We both gazed at the damn thing.

I said, “The first time he was in here, Vincek mentioned the Picasso needed a friend on the opposite wall.”

Duncan said, “They’re not dead?”

“At least Vincek isn’t.”

Duncan pointed again. “There’s a sealed envelope with it.”

My name was calligraphed on the front in blue-black ink. It was on a cream colored, heavy wedding-invitation-weight envelope. I opened it.

All that was inside was a note on matching heavy card stock. In the same calligraphic font as on the envelope it said, “The six of us thought you might like this.” It was signed, Robin Hood.

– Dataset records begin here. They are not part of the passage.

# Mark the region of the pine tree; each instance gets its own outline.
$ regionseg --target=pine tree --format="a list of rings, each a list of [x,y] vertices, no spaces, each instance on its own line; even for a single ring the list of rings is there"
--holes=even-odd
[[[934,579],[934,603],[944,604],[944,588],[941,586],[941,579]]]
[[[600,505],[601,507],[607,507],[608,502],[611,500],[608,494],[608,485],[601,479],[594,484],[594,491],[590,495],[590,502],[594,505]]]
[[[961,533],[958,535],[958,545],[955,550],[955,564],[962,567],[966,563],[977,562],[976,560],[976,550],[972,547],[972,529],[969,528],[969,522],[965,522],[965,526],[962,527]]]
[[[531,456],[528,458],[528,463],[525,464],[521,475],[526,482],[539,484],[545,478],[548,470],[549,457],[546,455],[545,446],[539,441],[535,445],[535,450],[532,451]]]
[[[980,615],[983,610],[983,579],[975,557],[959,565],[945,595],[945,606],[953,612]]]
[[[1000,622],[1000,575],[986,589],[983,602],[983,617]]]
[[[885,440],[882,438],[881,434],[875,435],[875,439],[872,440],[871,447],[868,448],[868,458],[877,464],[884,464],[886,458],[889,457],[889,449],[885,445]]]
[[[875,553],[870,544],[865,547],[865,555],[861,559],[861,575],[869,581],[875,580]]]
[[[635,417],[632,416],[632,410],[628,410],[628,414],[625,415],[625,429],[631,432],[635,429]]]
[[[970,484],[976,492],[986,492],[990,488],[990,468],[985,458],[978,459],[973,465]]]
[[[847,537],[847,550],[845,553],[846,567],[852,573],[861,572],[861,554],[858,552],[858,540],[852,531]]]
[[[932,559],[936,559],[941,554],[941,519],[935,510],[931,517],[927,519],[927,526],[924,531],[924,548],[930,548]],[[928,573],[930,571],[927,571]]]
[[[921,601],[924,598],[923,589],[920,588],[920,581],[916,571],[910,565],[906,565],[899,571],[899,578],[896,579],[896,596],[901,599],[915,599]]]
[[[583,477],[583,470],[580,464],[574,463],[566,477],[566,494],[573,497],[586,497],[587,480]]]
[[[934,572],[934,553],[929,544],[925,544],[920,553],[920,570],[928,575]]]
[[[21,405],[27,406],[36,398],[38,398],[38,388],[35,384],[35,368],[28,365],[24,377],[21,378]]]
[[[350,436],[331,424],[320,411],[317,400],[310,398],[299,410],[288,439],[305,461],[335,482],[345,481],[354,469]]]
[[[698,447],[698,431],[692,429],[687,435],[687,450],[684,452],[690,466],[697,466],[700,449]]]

I showed it to Duncan. He gaped at the note, the picture, then me. He said, “All six of them are alive?”

“According to this.”

Duncan left me alone. I thought about the vicissitudes of the universe. I was not going to be diving in the depths of Lake Superior now in icy winter or in the height of summer looking for remnants of bodies that might or might not be somewhere in the vast blackness at the bottom of the lake.

I thought about Kurt Vonnegut’s notion in Chapter Ten of The Sirens of Titan when Rumford tells Constant that people like the thrill of the fast reverse, and it doesn’t matter if the reverse is from good fortune to bad or vice versa. They’d gotten me from thinking they were dead to now presuming they were alive. I guess I’d have to live with the ambiguity of their existence or lack thereof.

Maybe that’s what they wanted. Vincek, the manipulative shit to the very end. But the new painting did fit quite well with the décor. I decided to keep it and let the vicissitudes of the universe take care of themselves. I couldn’t solve everything.